06.59 I check for the Net::Server package
$ perldoc Net::Server
You need to install the perl-doc package to use this program.
$ sudo apt-get install perl-doc

$ perldoc Net::Server
No documentation found for "Net::Server".

It is not installed. I could install it using apt (it is called libnet-server-perl) but I’ve got in the habit of using Perl’s CPAN module which provides package management facilities too. The advantage is that it is somewhat consistent across platforms.

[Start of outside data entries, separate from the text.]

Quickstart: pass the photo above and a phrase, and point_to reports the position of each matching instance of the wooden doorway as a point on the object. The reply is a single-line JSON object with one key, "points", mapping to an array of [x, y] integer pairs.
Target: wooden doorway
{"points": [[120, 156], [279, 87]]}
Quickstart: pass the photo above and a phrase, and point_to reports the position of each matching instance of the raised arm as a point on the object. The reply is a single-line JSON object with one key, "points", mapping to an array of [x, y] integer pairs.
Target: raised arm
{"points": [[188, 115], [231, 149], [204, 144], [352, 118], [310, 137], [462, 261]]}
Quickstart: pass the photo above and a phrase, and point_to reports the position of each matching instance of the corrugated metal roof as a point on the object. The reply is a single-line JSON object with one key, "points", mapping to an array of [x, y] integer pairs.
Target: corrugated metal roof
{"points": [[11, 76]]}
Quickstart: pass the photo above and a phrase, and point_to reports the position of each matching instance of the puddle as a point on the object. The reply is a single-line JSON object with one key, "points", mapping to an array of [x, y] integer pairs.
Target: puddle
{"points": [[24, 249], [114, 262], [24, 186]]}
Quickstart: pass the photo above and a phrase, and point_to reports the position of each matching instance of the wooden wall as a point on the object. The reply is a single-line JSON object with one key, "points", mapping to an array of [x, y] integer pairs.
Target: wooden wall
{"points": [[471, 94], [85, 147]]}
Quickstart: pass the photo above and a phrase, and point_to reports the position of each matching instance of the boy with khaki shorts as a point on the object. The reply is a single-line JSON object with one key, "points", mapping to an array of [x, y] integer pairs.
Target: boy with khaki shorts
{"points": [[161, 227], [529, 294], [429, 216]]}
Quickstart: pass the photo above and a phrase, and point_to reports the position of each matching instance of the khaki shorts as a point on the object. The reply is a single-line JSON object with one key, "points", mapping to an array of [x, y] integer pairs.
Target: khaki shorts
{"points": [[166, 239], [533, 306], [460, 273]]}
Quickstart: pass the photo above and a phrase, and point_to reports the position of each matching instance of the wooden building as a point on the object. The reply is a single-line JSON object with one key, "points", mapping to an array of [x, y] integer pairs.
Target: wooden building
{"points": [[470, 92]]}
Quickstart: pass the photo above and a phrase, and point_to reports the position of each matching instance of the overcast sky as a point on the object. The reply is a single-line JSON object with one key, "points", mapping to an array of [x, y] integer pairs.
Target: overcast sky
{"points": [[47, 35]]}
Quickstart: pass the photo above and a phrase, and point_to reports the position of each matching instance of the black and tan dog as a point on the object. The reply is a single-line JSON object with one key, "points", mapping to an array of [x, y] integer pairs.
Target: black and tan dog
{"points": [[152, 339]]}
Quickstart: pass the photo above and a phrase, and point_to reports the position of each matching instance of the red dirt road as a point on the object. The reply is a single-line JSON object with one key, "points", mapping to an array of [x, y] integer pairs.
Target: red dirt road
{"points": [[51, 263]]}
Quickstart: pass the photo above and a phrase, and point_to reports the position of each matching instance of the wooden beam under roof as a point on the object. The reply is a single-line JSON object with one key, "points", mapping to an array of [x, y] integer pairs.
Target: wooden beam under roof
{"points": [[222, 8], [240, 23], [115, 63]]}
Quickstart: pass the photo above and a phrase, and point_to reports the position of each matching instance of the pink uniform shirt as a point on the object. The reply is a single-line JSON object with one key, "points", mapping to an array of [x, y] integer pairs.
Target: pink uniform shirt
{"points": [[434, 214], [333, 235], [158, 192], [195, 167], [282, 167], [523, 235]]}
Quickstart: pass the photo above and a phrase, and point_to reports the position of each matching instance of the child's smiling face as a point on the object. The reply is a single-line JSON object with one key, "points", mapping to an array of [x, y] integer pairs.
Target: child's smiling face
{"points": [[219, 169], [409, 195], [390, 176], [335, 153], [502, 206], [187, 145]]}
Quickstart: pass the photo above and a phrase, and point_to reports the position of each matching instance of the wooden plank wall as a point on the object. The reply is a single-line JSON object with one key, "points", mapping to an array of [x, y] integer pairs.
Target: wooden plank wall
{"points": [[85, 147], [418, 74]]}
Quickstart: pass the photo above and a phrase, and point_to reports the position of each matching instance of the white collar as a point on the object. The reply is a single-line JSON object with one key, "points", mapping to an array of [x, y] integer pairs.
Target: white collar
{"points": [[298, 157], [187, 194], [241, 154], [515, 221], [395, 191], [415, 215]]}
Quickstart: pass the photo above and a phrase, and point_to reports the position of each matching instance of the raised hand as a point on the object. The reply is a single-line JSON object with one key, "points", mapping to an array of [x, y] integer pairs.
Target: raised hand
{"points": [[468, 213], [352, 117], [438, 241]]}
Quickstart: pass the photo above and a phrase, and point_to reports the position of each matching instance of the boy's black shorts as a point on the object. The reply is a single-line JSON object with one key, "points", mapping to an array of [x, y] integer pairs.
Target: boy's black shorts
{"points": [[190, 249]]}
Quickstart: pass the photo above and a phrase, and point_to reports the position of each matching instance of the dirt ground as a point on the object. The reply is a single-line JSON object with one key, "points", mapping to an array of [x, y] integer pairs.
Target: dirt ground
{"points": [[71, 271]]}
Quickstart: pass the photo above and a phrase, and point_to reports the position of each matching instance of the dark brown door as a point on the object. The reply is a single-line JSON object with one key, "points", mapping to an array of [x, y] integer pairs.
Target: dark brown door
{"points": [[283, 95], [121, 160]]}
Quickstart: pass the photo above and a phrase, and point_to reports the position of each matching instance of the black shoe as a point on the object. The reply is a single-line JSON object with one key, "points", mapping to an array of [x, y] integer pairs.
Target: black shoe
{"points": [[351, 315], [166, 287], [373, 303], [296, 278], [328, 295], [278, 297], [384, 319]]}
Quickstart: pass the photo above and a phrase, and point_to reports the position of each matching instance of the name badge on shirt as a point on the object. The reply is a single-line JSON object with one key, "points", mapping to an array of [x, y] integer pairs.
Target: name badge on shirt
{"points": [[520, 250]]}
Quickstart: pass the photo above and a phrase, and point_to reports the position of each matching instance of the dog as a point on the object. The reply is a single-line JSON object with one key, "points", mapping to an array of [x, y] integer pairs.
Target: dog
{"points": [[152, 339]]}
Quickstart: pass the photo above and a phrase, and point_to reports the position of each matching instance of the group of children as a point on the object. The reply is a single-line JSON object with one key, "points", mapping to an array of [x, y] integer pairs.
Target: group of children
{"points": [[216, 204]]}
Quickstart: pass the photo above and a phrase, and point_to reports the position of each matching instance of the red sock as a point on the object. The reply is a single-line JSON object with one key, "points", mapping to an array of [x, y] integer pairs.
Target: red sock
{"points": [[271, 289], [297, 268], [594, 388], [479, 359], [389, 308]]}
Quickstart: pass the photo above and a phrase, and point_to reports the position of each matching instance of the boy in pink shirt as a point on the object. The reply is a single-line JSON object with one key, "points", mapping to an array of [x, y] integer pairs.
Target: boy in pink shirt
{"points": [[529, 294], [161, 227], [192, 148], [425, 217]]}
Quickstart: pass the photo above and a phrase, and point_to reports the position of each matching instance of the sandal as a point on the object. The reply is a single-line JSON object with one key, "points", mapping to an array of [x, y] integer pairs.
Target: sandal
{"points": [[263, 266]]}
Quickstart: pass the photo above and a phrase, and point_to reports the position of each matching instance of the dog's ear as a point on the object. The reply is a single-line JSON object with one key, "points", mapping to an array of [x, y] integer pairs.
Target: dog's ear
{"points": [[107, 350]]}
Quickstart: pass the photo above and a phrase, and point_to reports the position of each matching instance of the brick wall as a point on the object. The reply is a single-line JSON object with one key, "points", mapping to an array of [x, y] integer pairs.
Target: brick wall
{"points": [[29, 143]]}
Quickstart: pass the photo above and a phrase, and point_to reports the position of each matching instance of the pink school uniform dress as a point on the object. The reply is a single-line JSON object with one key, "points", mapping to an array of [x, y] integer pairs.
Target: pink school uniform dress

$ sudo perl -MCPAN -e shell

cpan[1]> install YAML
cpan[2]> install CPAN
cpan[3]> reload CPAN
cpan[4]> install Bundle::CPAN

The CPAN bundle installs quite a bit so I go for breakfast.

07.15 Back from breakfast
cpan[5]> install Net::Server

I took this code pretty much straight from perldoc Net::Server.

#!/usr/bin/perl

use strict;
use warnings;

package SimpleServer;

use base qw(Net::Server);

sub process_request
{
    while (<STDIN>) {
        s/\r?\n$//;
        print STDERR "Received [$_]\n";
        last if /quit/i;
    }
}

SimpleServer->run(port => 8080);

I tested it using telnet localhost 8080 to confirm it does what I need.

07.20 All done

Presumably Python and Ruby have similar incantations that will get a server up and running quickly.

And unfortunately at this point I have to go to work. But later on, I can begin experimenting with emacs networking.


1. i.e. some thing that grows humongous over a period of two years and then no-one wants to work with it anymore.